- By Max Matza
- BBC News, Seattle
President Joe Biden visited Hawaii’s wildfire damage after reviewing his administration’s response to the state’s worst natural disaster.
He arrived in Maui on Monday, 13 days after the first U.S. wildfire in more than a century, to tell survivors his “sorry is with you.”
Mr Biden and First Lady Jill Biden visited the charred ruins of Lahaina and met with first responders.
At least 114 people have died and 850 are still missing.
Hawaii’s governor says many of the victims may be children.
Speaking for about 10 minutes amid the rubble, Mr Biden said: “However long it takes, we’re going to be with you.” “The whole country will be with you.”
He added: “The country mourns with you, stands with you and will do everything to help you recover.”
Mr Biden – who also took an aerial tour of the bushfire damage – described the devastation as “enormous”.
The president and the federal agencies he oversees have come under fire from Hawaiians who say aid is inadequate and poorly organized.
Republicans have criticized the Democratic president in the two holidays since the Aug. 8 fire.
To visit Hawaii, Mr. Biden interrupted his current vacation in Lake Tahoe, Nevada, where he is renting a home owned by a Democratic donor, the White House said.
When asked about the rising death toll while on the Delaware beach on Aug. 13, Mr. Biden angered some Hawaiians by saying they had “no idea.”
The White House said Mr Biden delayed his trip to the disaster area so he would not be distracted from the relief efforts.
The President issued a major disaster declaration on August 10 to expedite federal funding and assistance to the region.
The Federal Emergency Management Agency says more than 1,000 federal responders are now on the ground in Hawaii.

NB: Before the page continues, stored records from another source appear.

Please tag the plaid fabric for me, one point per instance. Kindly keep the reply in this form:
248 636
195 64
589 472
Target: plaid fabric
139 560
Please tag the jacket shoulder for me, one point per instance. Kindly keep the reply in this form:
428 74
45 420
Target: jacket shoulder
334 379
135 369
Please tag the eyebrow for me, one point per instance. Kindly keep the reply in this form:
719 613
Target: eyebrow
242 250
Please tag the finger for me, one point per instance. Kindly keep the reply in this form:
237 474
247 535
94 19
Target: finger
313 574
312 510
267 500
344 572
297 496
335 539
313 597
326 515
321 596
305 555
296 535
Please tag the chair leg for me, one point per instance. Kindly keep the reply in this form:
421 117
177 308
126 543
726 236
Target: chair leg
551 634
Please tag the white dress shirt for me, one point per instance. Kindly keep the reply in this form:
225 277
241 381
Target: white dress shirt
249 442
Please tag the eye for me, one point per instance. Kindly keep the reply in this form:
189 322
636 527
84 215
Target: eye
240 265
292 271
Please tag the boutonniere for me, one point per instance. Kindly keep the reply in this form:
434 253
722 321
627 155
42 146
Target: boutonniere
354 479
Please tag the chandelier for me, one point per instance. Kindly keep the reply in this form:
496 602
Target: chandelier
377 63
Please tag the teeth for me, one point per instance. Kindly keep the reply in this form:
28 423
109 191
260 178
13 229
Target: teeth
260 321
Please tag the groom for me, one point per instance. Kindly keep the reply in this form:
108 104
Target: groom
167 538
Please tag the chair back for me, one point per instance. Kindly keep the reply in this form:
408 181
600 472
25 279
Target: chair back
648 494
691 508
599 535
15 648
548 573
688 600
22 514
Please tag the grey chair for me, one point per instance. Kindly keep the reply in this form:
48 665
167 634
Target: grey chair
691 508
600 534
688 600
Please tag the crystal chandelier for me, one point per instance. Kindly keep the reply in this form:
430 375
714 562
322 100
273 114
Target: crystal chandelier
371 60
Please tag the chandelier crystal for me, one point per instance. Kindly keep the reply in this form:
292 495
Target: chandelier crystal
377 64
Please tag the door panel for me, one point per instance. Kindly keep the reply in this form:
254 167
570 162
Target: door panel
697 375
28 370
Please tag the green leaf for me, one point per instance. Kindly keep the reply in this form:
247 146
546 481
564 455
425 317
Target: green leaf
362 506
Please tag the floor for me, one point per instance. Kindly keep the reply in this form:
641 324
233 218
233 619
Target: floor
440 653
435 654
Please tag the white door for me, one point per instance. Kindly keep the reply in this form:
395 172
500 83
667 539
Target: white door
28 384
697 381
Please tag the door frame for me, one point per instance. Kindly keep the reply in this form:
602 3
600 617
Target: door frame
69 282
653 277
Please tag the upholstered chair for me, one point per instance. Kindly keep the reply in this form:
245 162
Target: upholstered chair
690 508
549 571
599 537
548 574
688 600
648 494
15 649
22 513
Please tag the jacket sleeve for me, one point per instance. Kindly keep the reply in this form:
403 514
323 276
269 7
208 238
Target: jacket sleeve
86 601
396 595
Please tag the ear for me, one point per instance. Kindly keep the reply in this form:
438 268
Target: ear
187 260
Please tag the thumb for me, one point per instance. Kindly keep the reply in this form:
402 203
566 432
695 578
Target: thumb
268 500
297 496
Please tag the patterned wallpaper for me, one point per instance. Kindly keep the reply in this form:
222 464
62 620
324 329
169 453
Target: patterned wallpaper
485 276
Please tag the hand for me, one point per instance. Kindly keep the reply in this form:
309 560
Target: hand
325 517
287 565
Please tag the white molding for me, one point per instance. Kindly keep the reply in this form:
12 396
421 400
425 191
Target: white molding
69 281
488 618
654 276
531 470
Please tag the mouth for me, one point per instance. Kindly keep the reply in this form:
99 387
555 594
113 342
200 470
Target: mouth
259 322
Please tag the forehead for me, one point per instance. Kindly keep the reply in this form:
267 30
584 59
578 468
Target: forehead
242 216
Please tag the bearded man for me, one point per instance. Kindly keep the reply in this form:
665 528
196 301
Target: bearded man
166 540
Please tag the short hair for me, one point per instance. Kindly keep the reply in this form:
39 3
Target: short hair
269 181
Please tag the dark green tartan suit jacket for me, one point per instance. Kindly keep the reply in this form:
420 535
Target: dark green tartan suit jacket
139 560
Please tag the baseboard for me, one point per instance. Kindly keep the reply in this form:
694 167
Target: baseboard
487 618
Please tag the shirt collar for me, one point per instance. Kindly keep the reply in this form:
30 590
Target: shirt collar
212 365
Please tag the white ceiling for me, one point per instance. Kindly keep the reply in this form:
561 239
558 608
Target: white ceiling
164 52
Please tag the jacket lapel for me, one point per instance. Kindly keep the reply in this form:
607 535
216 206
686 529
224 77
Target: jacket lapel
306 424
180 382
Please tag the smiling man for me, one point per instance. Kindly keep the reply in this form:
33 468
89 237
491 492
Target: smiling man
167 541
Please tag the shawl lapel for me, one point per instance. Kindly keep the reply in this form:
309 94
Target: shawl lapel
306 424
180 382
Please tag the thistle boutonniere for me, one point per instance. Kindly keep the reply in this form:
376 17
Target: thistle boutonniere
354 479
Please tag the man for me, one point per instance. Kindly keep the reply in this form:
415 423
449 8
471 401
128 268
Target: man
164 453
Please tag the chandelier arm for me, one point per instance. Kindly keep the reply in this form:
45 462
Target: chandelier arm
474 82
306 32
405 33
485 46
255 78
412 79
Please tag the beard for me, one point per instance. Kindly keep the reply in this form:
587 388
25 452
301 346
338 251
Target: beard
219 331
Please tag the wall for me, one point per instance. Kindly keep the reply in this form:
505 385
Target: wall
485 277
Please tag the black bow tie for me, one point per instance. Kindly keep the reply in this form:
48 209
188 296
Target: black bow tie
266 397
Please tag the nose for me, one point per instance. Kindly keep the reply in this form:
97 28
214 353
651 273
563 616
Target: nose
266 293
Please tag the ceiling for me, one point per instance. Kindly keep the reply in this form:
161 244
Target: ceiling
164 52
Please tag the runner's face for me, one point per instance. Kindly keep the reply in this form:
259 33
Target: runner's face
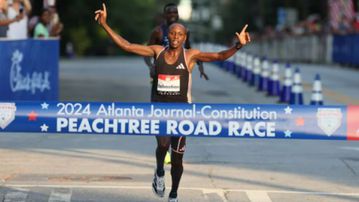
171 15
177 36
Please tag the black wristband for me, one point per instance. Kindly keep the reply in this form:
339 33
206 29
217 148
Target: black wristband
238 45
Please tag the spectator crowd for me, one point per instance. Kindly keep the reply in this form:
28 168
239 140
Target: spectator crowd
17 20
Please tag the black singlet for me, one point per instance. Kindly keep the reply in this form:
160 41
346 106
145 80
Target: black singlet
171 82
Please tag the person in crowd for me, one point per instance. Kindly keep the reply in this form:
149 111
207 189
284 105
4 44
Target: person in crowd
41 30
4 20
19 29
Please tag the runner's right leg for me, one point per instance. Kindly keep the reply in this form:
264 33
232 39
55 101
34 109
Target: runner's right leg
158 183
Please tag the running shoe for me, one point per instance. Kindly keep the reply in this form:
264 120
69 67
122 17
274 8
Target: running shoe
158 185
172 199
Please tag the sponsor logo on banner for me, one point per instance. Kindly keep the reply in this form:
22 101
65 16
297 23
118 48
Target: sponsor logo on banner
7 114
30 81
329 120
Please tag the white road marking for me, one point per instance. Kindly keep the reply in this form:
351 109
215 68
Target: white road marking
18 195
350 148
219 192
74 186
60 195
258 196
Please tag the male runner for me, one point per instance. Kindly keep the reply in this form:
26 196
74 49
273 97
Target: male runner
159 36
171 83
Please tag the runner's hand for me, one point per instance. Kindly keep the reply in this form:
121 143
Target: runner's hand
243 36
101 15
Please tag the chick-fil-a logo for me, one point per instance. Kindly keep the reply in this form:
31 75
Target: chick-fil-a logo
28 82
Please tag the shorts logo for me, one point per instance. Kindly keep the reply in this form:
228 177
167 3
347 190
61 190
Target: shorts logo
181 66
329 120
7 114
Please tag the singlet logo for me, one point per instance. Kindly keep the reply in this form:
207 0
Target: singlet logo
181 66
7 114
168 84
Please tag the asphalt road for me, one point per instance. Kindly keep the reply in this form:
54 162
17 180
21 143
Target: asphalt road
110 168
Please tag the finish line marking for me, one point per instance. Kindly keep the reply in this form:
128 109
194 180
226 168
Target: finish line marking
205 190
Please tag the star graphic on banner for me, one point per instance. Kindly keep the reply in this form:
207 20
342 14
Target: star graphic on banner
32 116
44 128
300 121
44 106
288 110
288 133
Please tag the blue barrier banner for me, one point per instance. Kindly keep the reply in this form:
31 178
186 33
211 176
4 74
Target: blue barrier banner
29 70
345 49
195 120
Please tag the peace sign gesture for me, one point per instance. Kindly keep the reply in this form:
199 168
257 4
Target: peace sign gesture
243 37
101 15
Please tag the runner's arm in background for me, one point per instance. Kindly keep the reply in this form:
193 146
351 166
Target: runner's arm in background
150 51
243 38
199 63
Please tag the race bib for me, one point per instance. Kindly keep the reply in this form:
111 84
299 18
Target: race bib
168 84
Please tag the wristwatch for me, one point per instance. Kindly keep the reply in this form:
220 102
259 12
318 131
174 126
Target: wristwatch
238 45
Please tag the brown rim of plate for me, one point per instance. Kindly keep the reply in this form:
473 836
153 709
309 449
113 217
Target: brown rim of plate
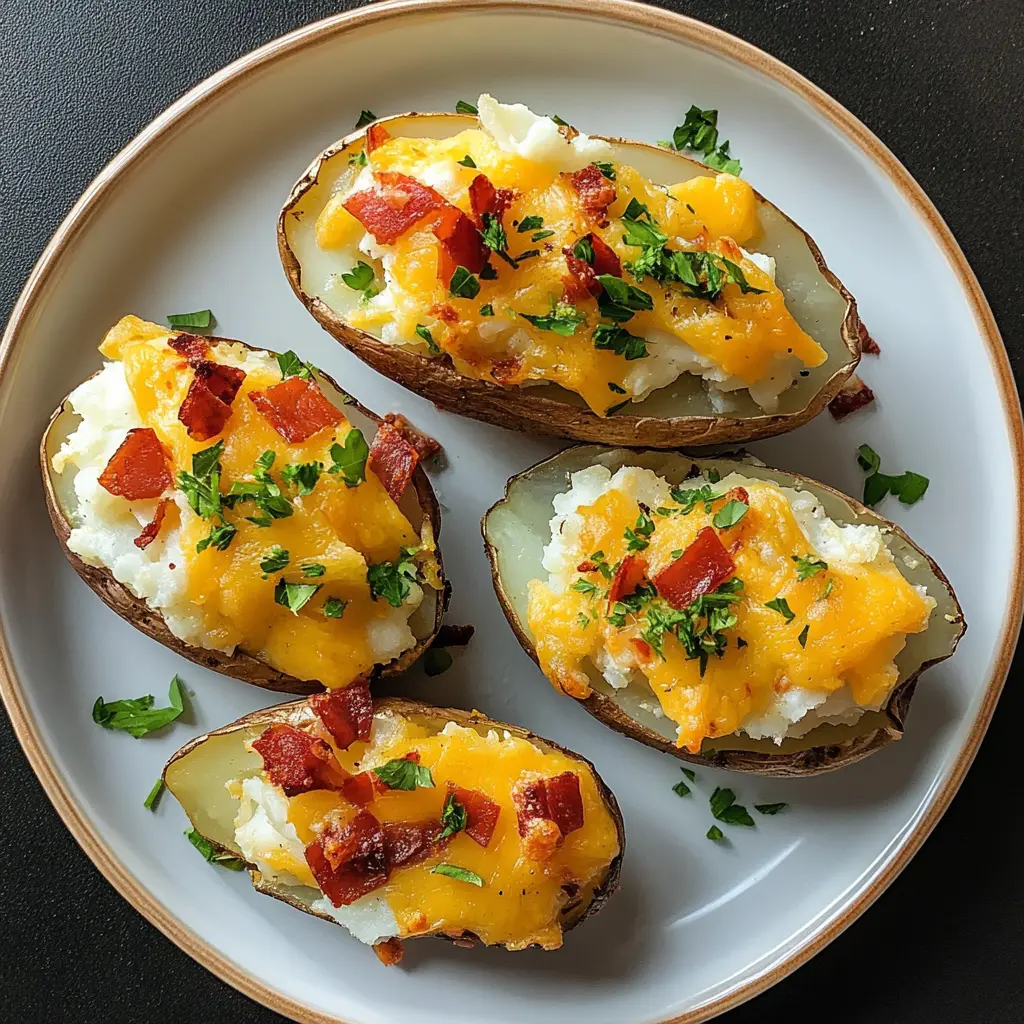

Local authorities also faced criticism. Maui’s emergency management chief resigned last week after the agency faced backlash for failing to activate its alarm system in the wake of the fire.
To date, 27 of the dead have been identified and 11 families have been notified, Maui County Mayor Richard Bissen said Monday.
Details have begun to emerge in recent days about who the victims are – so far they include a keen musician and loving grandmothers and fathers.
In some respects, Mr Pisen said the 850 missing was “positive news” as it was down from more than 2,000 unaccounted for immediately after the fires.
Family members of the missing have been asked to provide DNA samples to aid in the search for recovery.
Experts have told the BBC that it could take months or even years to find and identify the victims given the scale of the destruction and the possibility of many remains being found.